Hi, I was hoping that someone might be able to please help me with this proof.

Prove that var(x+y) ≤ 2(var(x) + var(y)).

So far I have:

var(x+y) = var(x) + var(y) + 2cov(x,y)

where the cov(x,y) = E(xy) - E(x)E(y), but I'm not really sure to go from there.
Any insight would be very helpful!

Thanks!

 

[noowutah]

Let $\alpha=var(x),\beta=var(y),\gamma=cov(x,y)$. According to the Cauchy-Schwarz inequality (see http://en.wikipedia.org/wiki/Cauchy%E2%80%93Schwarz_inequality for the proof), $\gamma^{2}\leq{}\alpha\beta$. We want to show $\alpha{}+\beta{}+2\gamma\leq{}2(\alpha{}+\beta)$, which follows directly from

$2\gamma\leq{}2(\gamma^{2})^{\frac{1}{2}}\leq{}2(\alpha\beta)^{\frac{1}{2}}\leq{}2(\frac{\alpha{}+\beta}{2})\leq{}\alpha{}+\beta$

where $(\alpha\beta)^{\frac{1}{2}}\leq{}\frac{\alpha{}+\beta}{2}$ follows from the well-known fact that the geometric mean is always smaller than the arithmetic mean (see http://www.cut-the-knot.org/pythagoras/corollary.shtml for proof).

 

[kbilsback5]

Awesome! Thanks so much for your help!

 

[noowutah]

You are welcome.

 

[blue_raver22]

I am happy to assist with this proof. Let's start by defining the var(x+y) inequality as follows:

var(x+y) = E[(x+y)^2] - [E(x+y)]^2

= E[x^2 + 2xy + y^2] - [E(x) + E(y)]^2

= E(x^2) + 2E(xy) + E(y^2) - [E(x)]^2 - 2E(x)E(y) - [E(y)]^2

= [E(x^2) - [E(x)]^2] + [E(y^2) - [E(y)]^2] + 2[E(xy) - E(x)E(y)]

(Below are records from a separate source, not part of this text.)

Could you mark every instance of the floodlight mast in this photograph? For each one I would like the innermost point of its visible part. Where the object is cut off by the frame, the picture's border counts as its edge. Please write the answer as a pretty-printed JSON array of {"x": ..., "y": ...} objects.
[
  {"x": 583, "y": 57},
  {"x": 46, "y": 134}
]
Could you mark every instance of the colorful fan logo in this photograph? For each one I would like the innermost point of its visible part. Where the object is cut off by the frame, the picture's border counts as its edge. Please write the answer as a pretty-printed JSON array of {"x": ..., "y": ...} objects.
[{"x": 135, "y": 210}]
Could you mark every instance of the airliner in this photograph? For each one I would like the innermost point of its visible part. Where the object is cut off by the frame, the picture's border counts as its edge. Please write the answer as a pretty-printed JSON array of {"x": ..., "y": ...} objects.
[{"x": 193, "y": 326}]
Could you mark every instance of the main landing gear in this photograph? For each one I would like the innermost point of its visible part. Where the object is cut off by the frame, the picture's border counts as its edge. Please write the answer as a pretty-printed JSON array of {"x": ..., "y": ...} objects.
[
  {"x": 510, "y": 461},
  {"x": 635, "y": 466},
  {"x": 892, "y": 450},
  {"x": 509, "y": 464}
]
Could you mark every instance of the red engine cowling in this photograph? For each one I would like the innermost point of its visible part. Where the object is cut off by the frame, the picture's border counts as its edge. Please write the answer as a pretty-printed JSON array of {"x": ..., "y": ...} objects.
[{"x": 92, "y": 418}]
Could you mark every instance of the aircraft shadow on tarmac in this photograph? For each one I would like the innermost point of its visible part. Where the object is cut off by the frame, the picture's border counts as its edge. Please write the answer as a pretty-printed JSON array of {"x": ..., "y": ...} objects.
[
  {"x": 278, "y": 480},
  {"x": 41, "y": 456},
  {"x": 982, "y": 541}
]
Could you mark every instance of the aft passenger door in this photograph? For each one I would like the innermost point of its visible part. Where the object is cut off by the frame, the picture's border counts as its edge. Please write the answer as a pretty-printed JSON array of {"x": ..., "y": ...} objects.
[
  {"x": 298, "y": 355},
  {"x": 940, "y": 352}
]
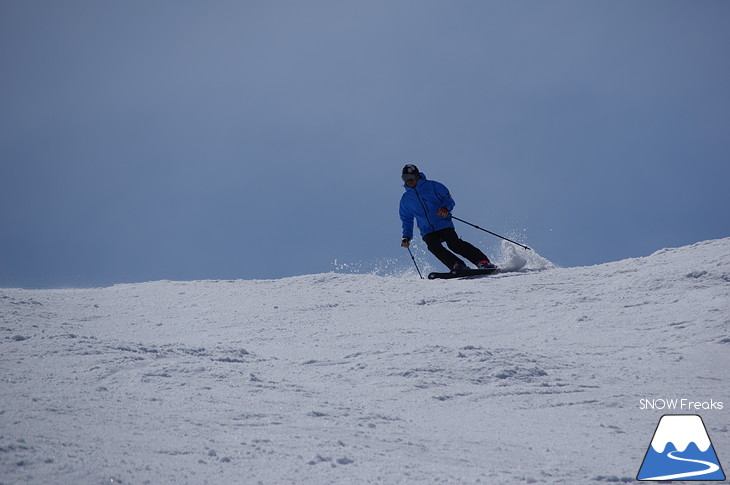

= var(x) + var(y) + 2cov(x,y)

Now, we can use the definition of covariance to rewrite this as:

var(x+y) = var(x) + var(y) + 2[E(xy) - E(x)E(y)]

= var(x) + var(y) + 2(cov(x,y))

= var(x) + var(y) + 2(cov(x,y))

= var(x) + var(y) + 2(cov(x,y))

= var(x) + var(y) + 2(cov(x,y))

= var(x) + var(y) + 2(cov(x,y))

= var(x) + var(y) + 2(cov(x,y))

= var(x) + var(y) + 2(cov(x,y))

Now, since the covariance is always less than or equal to the product of the standard deviations of x and y, we can write:

var(x+y) ≤ var(x) + var(y) + 2[σ(x)σ(y)]

= var(x) + var(y) + 2√[var(x)var(y)]

= var(x) + var(y) + 2(var(x) + var(y))

= 2(var(x) + var(y))

Therefore, we have proven that var(x+y) ≤ 2(var(x) + var(y)). I hope this helps!